The appointment comes five years after Rachel Reeves wrote a pamphlet that named Amazon, as well as Google and Facebook as “monopolies of platform capitalism” that “block competitive markets, avoid taxation and impose oppressive control over their employees”.
“Today, her government is putting one of Amazon’s own in charge of our key regulator, the CMA,” said Martha Dark, co-executive director of Foxglove, a not-for-profit tech campaign organisation. Dark raised fears over a potential conflict of interest between what is best for Britain and best for Amazon.
The Open Markets Institute, an anti-monopoly thinktank, described the move as a “strategic blunder” that would harm economic growth in the UK.
“Replacing the CMA’s chair with a former Amazon executive, at a time when a handful of US tech monopolies are tightening their grip over AI, is a major strategic blunder that will harm, not help, growth and innovation in the UK,” said Max von Thun, director of Europe and transatlantic partnerships at OMI. He said the CMA had been at the forefront of global efforts to push back on monopolies, alongside gaining new powers to tackle the tech sector.

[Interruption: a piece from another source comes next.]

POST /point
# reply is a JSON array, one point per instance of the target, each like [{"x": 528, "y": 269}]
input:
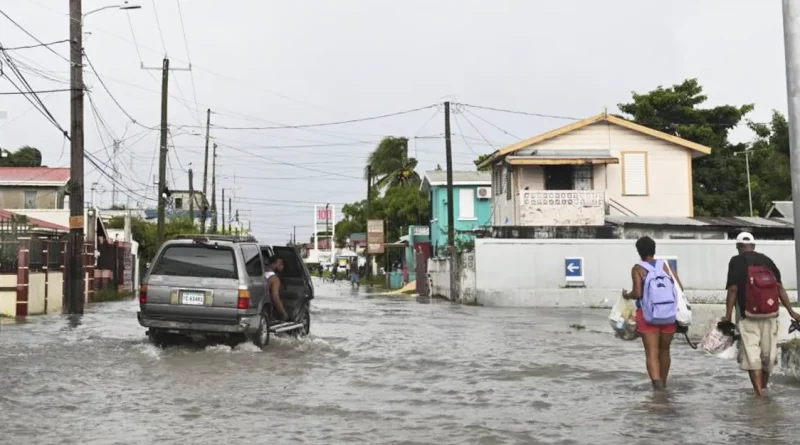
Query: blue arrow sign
[{"x": 573, "y": 267}]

Madders was asked in the House of Commons on Wednesday whether the CMA would “hold powerful tech giants accountable for the benefit of customers”. He replied: “We’re absolutely clear that we do need to protect consumers, but we also need to drive growth.”
Reeves said on Wednesday that the decision to replace the CMA chair was linked to differences of opinion over the regulator’s approach to growth. She told an event at the World Economic Forum in Davos that Bokkerink had “recognised it was time for him to move on and make way for somebody who does share the mission and the strategic direction that this government are taking”.